Here’s my comparison data on the general US population, based on latest-available information from US Census. In 2003 about 11.7 percent of the population was foreign-born. (http://www.census.gov/prod/2004pubs/p20-551.pdf) Of these, only about 40 percent are naturalized US citizens (http://www.census.gov/prod/2003pubs/c2kbr-34.pdf). But corrected for the same average age (or residence time in the US), it looks like very roughly 70 percent of immigrants are naturalized. And, if we adjusted for region of residence, since startups and immigrants both disproportionally reside in some regions, the fraction of immigrants in their sample would probably be even lower than the general population in the same region.
On the other hand, it might be more relevant to look at the status of company founders in the year of founding, rather than today. Presumably fewer of them were US citizens at the time (although the percentage foreign born would be the same). But a similar correction would apply to the immigrant population of the US as a whole, so it’s still not clear that the two would differ meaningfully.
Finally, this research looks well-done to me. It’s only their spin on the executive summary that I disagree with.

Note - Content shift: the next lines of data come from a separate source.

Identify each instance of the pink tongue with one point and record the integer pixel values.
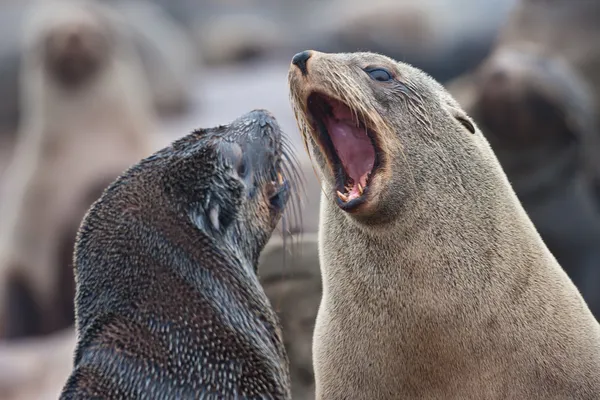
(353, 147)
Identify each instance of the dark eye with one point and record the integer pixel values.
(379, 74)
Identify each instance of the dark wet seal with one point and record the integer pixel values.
(168, 300)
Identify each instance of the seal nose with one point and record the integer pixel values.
(300, 60)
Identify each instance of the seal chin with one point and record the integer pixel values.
(349, 146)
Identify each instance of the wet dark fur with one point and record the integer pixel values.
(169, 305)
(25, 316)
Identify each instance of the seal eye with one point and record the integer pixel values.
(379, 74)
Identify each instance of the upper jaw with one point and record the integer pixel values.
(349, 148)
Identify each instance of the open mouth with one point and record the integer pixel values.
(350, 146)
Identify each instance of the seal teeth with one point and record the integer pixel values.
(343, 197)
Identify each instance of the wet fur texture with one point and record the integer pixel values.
(81, 128)
(168, 301)
(440, 287)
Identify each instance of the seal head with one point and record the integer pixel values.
(168, 303)
(76, 47)
(356, 134)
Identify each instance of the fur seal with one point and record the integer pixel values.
(436, 284)
(535, 111)
(295, 293)
(168, 301)
(87, 117)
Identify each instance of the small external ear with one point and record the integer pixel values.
(464, 120)
(462, 117)
(213, 216)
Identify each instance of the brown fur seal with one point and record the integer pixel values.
(87, 118)
(537, 100)
(295, 293)
(535, 111)
(436, 284)
(168, 301)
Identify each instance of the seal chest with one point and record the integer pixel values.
(168, 302)
(86, 117)
(435, 282)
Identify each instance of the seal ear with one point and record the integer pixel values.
(462, 117)
(464, 120)
(213, 216)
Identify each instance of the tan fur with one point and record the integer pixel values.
(69, 142)
(439, 287)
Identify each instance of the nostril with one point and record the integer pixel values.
(300, 60)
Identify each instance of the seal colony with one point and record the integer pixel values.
(168, 301)
(87, 117)
(536, 100)
(435, 282)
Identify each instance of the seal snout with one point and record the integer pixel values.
(300, 60)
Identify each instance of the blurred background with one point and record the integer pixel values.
(88, 88)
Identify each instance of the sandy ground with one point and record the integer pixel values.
(222, 94)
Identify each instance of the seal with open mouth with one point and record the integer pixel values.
(436, 285)
(168, 302)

They seem to have done a much more careful job than previous analysis on this topic, and if you read their report carefully they don’t overstate their results.
[A good comment on this research is at http://www.usnews.com/blogs/capital-commerce/2009/07/16/immigrants-a-driving-force-behind-innovative-firms.html#3323010 . The commenter has delved into the report and extracted some numbers I didn’t notice, that support the view that this research is NOT pro-immigration, at least not directly.]